The Pound to US Dollar exchange rate (GBP/USD) slid lower by around -0.3 cents to 1.5415 last night as markets reacted to a surprisingly optimistic set of US data.
US Durable Goods, US Consumer Confidence, US New Home Sales and the US S&P/Case-Shiller House Price Index all posted encouragingly high scores yesterday, which was seen to give the Federal Reserve’s tapering bias slightly more credibility.
Last week the Fed announced that it was happy with the current pace of economic growth in America and stated that it is prepared to begin tapering asset purchases later this year as long as the domestic economy continues on its current path. Markets plummeted in reaction to the announcement as traders feared that the cheap credit that has kept the global economy running over the past few years could be about to dry up.

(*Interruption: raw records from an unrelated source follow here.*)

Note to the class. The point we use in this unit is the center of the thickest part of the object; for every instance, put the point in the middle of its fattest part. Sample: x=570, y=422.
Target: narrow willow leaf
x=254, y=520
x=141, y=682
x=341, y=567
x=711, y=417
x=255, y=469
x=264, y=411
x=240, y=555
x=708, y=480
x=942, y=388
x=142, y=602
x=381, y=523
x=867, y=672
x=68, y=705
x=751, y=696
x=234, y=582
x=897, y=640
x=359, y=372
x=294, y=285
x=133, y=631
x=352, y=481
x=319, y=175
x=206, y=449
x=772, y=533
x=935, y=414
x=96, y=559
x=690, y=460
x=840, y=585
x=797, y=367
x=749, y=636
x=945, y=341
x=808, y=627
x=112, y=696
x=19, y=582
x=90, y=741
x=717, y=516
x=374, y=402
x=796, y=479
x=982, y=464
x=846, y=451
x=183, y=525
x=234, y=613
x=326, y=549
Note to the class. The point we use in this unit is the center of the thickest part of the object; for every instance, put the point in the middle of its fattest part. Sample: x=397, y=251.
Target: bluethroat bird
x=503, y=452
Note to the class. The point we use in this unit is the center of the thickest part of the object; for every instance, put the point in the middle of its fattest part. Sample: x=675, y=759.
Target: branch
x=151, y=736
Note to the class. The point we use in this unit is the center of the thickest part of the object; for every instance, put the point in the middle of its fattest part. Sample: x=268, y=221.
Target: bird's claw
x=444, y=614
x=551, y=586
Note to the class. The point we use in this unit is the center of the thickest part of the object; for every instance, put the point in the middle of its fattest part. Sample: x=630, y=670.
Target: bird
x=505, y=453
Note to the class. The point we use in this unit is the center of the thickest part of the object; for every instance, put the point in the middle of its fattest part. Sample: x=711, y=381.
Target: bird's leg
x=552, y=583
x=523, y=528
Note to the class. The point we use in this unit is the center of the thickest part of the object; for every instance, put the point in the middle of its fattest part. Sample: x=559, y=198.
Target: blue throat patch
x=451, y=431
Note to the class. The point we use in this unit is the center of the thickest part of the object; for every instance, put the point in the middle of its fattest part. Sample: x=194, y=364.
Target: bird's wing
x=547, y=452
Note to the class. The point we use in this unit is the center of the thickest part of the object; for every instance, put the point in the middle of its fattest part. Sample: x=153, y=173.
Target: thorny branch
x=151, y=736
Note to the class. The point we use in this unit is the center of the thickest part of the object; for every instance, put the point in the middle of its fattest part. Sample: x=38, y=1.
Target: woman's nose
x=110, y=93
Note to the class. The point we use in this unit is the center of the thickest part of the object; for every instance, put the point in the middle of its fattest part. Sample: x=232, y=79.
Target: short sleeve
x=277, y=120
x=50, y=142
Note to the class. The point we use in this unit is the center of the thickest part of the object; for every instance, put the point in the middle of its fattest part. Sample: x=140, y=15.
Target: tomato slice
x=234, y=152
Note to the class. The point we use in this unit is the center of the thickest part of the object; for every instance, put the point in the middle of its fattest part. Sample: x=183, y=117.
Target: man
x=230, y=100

Due to recent volatility in the US labour market, soft Consumer Price inflation growth and weaknesses in the US Manufacturing Sector – the latest US ISM Manufacturing report printed at a 4-year low of 49.0 – a large camp within financial markets felt that the Fed was foolish to begin tapering at this moment in time.
However, the awesome foursome of US economic data yesterday reflected remarkably well on the world’s largest economy and appeared to support the Fed’s decision to offer forward guidance on monetary policy. After all what comes up must come down and the sooner that the current QE3-inflated bubble bursts, the sooner markets can return to natural levels.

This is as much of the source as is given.